Thankfully the Center on Budget and Policy Priorities' Jared Bernstein was there to push back at Moore's assertions, because you weren't going to see Kornacki do it.

BERNSTEIN: What you're going to end up with is something that sounds a lot more fair than it really is and interestingly, people get that now. When people say they want a fair and an equitable code, they don't mean that everybody should pay the same amount in dollar terms. They don't mean everyone should pay the same amount in percentage terms.

They mean they want a progressive system where the rates are graduated. The rates go up as income goes up.

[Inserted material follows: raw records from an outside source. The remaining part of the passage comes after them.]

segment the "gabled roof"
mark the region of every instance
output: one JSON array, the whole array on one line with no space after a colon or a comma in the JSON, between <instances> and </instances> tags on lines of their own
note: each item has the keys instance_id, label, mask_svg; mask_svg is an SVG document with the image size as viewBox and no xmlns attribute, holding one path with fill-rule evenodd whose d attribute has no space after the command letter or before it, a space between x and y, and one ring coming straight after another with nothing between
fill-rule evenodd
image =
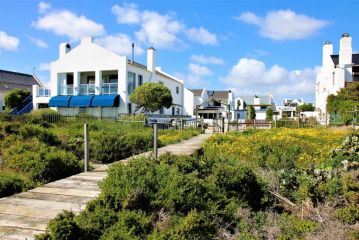
<instances>
[{"instance_id":1,"label":"gabled roof","mask_svg":"<svg viewBox=\"0 0 359 240\"><path fill-rule=\"evenodd\" d=\"M254 98L259 98L259 105L272 105L272 97L267 95L240 96L247 105L255 105Z\"/></svg>"},{"instance_id":2,"label":"gabled roof","mask_svg":"<svg viewBox=\"0 0 359 240\"><path fill-rule=\"evenodd\" d=\"M229 98L229 93L231 91L227 90L227 91L213 91L213 90L208 90L208 99L221 99L221 100L228 100Z\"/></svg>"},{"instance_id":3,"label":"gabled roof","mask_svg":"<svg viewBox=\"0 0 359 240\"><path fill-rule=\"evenodd\" d=\"M338 65L339 64L339 55L330 55L332 58L332 61L334 63L334 65ZM354 65L359 65L359 53L354 53L352 54L352 63Z\"/></svg>"},{"instance_id":4,"label":"gabled roof","mask_svg":"<svg viewBox=\"0 0 359 240\"><path fill-rule=\"evenodd\" d=\"M33 75L0 69L0 91L7 92L15 88L32 91L32 85L42 86Z\"/></svg>"},{"instance_id":5,"label":"gabled roof","mask_svg":"<svg viewBox=\"0 0 359 240\"><path fill-rule=\"evenodd\" d=\"M189 89L194 96L202 96L203 89Z\"/></svg>"}]
</instances>

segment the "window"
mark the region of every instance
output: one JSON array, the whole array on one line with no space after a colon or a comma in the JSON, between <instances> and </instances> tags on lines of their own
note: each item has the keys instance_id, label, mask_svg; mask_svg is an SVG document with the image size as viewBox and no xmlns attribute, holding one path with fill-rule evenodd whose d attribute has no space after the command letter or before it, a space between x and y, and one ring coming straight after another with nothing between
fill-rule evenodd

Now, if you implement the flat tax, and this has been simulated many, many times over, you're going to actually increase the tax liability of people in the middle of the scale and you're going to significantly lower the tax liability of the people at the top.

This would exacerbate after tax inequality. So it goes exactly the opposite direction of what you want a tax code to do and interestingly and I think importantly, people recognize that.

Bernstein has been writing about this issue for a very long time now. Here's more from a post of his from back in 2012, which for the most part is still applicable today: What’s Fair? Five (or Six) Principles of Tax Fairness:

This word “fairness” keeps coming up around tax day, particularly in discussions around the Buffett rule.

Many have questioned what I and others mean by “fair.” I’ve got five answers. A fair tax system should be:

1) Progressive: those with more income pay a larger share of it in taxes;

2) One that doesn’t exacerbate inequality by giving preferential treatment to the wealthy (e.g., by favoring capital over labor income);

3) One that doesn’t disproportionately benefit those who are already doing the best at the expense of the rest;

4) One that raises enough revenue from those with lots of resources to provide a leg up for those at a disadvantage;

5) One that does not rearrange the pretax income distribution, as in a confiscatory, highly redistributive system;

Conservatives invariably counter that it’s not fair for 47% of households to pay zero federal income tax (most recent data from 2009).

I even got a pretty moving note from a guy who said he didn’t think it was fair that just because his income was so low, he didn’t get to pay federal taxes. He wanted to contribute! (The usual R talking point here is “well, why don’t you write a check to the Treasury?!” which is just silly. Whether it’s this big-hearted low-income citizen or Buffett himself, their point is clearly systemic, and while their actions alone might make them feel better, they won’t cure the perceived problem they’re identifying.)

Liberals counter with two points. First, as the figure below shows, almost everybody pays taxes, and in fact, when it comes to payroll taxes, the middle class pays a higher effective rate than the wealthy (because those taxes cap out at around $110K). Middle and low-income households pay an effective rate of about 9% on payroll taxes; the top 1% pays 2%; middle-income families pay 17% of the total payroll tax bill; the top 1% pays 4%. And state tax rates tend to be pretty flat.

whopays

Lots more there so go read the rest if you want. He made a lot of the same points in the clip above and they didn't even get into the fact of how regressive other taxes than just federal income taxes are for the middle class and those just scraping by.

Moore knows full well the flat tax would lower taxes on the upper 1 percent, which is who he and his fellow Republicans are looking out for, no matter how much he wants to shake his head while Bernstein talks. He's one of the most dishonest pundits out there and shame on MSNBC for continuing to lend him credibility by having him on the air.